Ángel Rafael Lombardi 28 de marzo de 2016
Un
político con vocación de tirano es un trastornado mental. En América Latina el
ambiente siempre ha sido propicio para estos desarreglos sociológicos. En 1992,
apareció en los escenarios públicos venezolanos, luego de una pomposa rendición
de inspiración mirandina, un Teniente Coronel que venía a vengarnos a todos. En
nombre de la guerra primero y del “corazón de la Patria” después, los
desclasados de todas las estirpes encontrarían su lugar en el mundo: el rayo
purificante de un alarido salvador. Hoy, luego del trago con cicuta, hemos
descubierto la falsedad de esas buenas intenciones, y sí en cambio, el odio
desparramado como flechas en el viento.
“La
bondad de un segundo Diluvio”, bien pudiera ser el título de ésta más reciente
travesía de 24 penosos años bajo la estela de los rencores y los odios urgidos
de una reparación imposible. La marca del despojo es la huella perenne de los
resignados a un destino como clase social inferior. Este síndrome del
auto-desprecio ya es pendular, manifestación indudable de raquitismo ciudadano.

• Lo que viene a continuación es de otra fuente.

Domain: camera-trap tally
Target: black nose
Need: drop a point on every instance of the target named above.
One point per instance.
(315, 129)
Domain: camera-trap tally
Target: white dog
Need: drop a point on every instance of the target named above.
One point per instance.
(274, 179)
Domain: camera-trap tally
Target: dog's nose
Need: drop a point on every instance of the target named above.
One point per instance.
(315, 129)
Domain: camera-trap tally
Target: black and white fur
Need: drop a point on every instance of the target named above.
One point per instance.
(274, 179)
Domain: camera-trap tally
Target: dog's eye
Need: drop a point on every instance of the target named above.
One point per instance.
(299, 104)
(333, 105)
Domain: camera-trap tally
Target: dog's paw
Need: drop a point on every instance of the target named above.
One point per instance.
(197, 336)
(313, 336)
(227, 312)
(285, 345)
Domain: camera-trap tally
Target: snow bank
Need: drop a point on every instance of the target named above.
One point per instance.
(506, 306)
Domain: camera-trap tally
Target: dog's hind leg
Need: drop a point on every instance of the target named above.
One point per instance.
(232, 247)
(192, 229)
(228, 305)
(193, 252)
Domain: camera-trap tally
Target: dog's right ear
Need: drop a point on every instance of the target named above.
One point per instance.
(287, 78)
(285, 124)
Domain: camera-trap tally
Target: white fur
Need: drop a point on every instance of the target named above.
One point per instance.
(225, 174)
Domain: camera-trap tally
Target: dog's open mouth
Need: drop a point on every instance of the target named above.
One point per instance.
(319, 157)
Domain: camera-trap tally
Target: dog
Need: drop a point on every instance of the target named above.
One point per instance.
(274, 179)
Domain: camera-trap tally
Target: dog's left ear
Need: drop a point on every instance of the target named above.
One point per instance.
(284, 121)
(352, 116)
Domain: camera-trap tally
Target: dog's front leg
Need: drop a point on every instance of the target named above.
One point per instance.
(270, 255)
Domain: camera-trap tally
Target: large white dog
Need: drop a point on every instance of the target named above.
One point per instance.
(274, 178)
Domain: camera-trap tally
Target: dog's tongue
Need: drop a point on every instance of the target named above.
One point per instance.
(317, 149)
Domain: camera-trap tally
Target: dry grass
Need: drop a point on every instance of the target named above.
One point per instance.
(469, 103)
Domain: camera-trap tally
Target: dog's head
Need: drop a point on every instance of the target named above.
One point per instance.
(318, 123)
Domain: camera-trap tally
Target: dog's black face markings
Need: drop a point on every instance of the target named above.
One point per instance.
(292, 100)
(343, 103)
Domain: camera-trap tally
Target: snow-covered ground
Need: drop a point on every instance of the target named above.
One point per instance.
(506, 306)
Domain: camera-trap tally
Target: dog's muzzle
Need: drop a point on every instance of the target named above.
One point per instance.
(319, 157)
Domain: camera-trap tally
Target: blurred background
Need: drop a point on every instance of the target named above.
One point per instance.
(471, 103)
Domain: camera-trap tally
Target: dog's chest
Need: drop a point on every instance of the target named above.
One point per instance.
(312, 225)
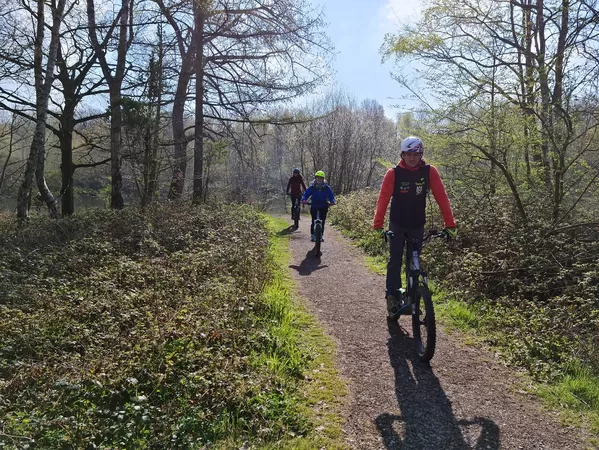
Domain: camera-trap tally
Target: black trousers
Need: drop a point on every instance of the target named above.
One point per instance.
(396, 250)
(323, 216)
(294, 199)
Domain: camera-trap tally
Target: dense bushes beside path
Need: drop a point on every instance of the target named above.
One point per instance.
(130, 330)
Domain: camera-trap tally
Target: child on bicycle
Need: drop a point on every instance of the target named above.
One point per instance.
(322, 197)
(407, 184)
(295, 188)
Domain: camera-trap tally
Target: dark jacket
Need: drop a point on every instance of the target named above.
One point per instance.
(295, 185)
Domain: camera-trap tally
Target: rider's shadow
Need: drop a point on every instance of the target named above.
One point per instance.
(285, 231)
(309, 264)
(426, 420)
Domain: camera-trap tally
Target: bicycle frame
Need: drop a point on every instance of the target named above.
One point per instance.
(415, 276)
(418, 300)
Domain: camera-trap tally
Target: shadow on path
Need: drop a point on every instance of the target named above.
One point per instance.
(426, 420)
(310, 264)
(285, 231)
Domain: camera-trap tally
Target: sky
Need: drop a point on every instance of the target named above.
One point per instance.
(357, 29)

El mito del pueblo encubre los rasgos de su propia miseria.
José
Tomás Boves (1782-1814) es nuestro arquetipo del resentido perdonavidas en ésta
danza de los agravios que es nuestra existencia social. El “Padre de la
Democracia” (Juan Vicente González, 1810-1866), en un sentido populista
sangriento, fue éste asturiano que hizo del saqueo su programa político aunque
haya sostenido las banderas del Rey. Toda una historia del tamaño de nuestros
rencores (Octavio Paz, 1914-1998) cuya persistencia es tectónica en el tiempo.
El igualitarismo venezolano es una consigna epidérmica, un slogan obligatorio
para los políticos avaros de poder en grande e incansables mentirosos. La
realidad social venezolana siempre ha sido estructuralmente impúdica.
La
fallida era roja terminó sembrando nuevas causales para justificar, una vez más,
otros torbellinos y venganzas, alimentadas por el desengaño de la más feroz
frustración. Individuos tristes y cansados penando en colas de inevitable
promiscuidad a la caza de alimentos y medicamentos invisibles. La amargura nos
corroe y nos vuelve celosos del escaso bienestar ajeno que se hace presente en
la “nueva clase” y sus ostentosos vehículos y camionetas que se pasean por
nuestras destartalada vialidad como trofeos mal habidos. La era chavista como
estafa histórica descomunal.
La
Republica del Rencor es el nuevo epitome de una nacionalidad crepuscular que a
pesar del petróleo y todas sus ventajas no fuimos capaces de aprovechar con un
mínimo de racionalidad.
Oportunidades
perdidas de una grandeza forjada en una Independencia inútil a la vista de los
anémicos logros en el presente. El alimento del venezolano es idéntico al del
malquerido: la rabia por no ser correspondido, el dolor de un despecho árido:
el maltrato permanente vuelto costumbre.
La
mediocridad de nuestras rutinas sociales nos delata. El civismo es sólo una
pantomima del absurdo. No hay cabeza política que haga del desinterés su
fanatismo, sólo el cálculo por la prebenda como buitres. Nunca antes unos muy
pocos se habían robado tanto de lo que correspondía al futuro de muchos. Venezuela
luce inerme con su juventud deprimida y reprimida, y no son metáforas.
Puesto
que todo nos hiere hemos postergado la esperanza y encumbrado al escepticismo.
La cultura del fraude nos hace multiplicar los proyectos que terminan en la más
ramplona provisionalidad. Asistimos como comparsas y víctimas de un ritual del
desencanto porque quienes destruyeron intencionalmente al país hoy adoptan un
autismo político, es decir, el resguardo de sus faltas dentro de un
ensimismamiento belicoso, un fortín de barro desde donde niegan que se
equivocaron. El lastre que todo ello produce es un rencor sin norte, la
sensación de orfandad más absoluta, el sabernos estafados. “Es fácil hacer el
mal: todo el mundo lo consigue; asumirlo explícitamente, reconocer su inexorable
realidad es, en cambio, una insólita hazaña”, (Cioran, 1911-1995). Disfrazados
de Diablos benévolos nuestros políticos dan por sentado la maldad sin
consecuencias. La voracidad de nuestras angustias anticipa un desenlace
desolador. La paz, la melancólica paz, nos abandona.